RT-qPCR data filtering: The median was used to summarize the three technical replicates from the same sample. For the RA data, we filtered out the Ct values that were equal to 40 (undetectable) for downstream analysis. For GEO datasets, Ct values of 35, 39, 40, or “undetermined” were filtered out depending on the truncation value of the dataset for non-detection. Outlier Ct values were identified for each reference gene as more than 1.5 times of inter quartile range beyond the first and third quartiles. Samples with more than one reference genes deemed as outliers were removed from calculating the regression coefficients to avoid outlier effect. For testing of differential expression between two groups we used the Wilcoxon Rank Sum test after filtering the undetectable samples. The differences of group means were used to represent the fold changes for comparison of normalization methods. The data organization were coducted using Microsoft Excel. Statistical tests and plots for figures were conducted in R (version 3.0.0). All plots were generated using the plot function in R.
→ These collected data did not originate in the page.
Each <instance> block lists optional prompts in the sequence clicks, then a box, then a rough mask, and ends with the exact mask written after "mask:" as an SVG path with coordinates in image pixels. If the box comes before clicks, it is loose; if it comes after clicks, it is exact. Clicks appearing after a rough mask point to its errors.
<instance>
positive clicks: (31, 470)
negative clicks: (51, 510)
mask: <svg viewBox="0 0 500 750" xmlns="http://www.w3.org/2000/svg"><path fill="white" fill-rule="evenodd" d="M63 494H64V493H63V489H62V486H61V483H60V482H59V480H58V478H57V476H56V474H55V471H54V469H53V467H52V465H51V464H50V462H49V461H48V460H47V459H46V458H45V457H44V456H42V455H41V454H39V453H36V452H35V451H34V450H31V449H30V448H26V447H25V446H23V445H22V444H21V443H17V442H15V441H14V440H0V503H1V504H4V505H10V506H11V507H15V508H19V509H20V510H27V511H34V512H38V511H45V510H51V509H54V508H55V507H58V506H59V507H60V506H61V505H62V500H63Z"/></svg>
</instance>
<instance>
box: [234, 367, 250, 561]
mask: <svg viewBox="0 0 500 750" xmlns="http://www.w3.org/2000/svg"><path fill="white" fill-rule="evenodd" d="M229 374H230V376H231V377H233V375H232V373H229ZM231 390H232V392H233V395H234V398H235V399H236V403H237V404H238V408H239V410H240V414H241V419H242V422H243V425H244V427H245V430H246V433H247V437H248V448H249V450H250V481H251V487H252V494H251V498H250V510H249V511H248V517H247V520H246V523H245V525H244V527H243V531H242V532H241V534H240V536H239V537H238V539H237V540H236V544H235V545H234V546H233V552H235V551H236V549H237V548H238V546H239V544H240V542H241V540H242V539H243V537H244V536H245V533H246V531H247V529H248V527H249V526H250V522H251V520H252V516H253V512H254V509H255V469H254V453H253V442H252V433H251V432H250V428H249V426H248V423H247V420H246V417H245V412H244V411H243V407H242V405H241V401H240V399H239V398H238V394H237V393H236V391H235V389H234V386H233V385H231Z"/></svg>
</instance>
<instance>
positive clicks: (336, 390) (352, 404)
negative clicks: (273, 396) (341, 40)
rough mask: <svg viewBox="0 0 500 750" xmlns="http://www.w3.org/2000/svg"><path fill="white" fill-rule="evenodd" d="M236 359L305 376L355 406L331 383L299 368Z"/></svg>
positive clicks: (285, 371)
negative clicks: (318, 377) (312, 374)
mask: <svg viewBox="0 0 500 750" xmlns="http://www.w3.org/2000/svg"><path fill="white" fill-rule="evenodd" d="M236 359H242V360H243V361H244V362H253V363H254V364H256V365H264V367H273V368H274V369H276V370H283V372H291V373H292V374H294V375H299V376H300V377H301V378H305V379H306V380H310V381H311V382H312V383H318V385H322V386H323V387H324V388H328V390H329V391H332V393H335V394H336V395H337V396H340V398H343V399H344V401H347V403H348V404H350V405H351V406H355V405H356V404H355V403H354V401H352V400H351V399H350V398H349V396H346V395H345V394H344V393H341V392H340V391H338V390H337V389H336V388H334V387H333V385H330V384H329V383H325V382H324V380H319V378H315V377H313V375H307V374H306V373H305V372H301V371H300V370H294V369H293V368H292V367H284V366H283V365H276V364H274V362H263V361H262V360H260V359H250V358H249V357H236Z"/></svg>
Proposed regression-based normalization

After removing undetectable target genes, follow three simple steps for each target gene. 1) Remove samples with outlier control gene expressions. 2) Regress target gene Ct values onto a control gene Ct values to obtain regression coefficient (b) and test for its significance; 3) If b is significant, conduct the normalization as Ct_target – b x Ct_control. When there are multiple control genes and a large enough sample size, conduct multiple regression with all control genes in the model as dependant variables to estimate their regression coefficients. Perform normalization by subtracting all control gene Ct values multiplied by their corresponding regression coefficients.

Data access

The RA-qPCR array data associated with this study have been submitted to NCBI GEO with accession number GSE64708.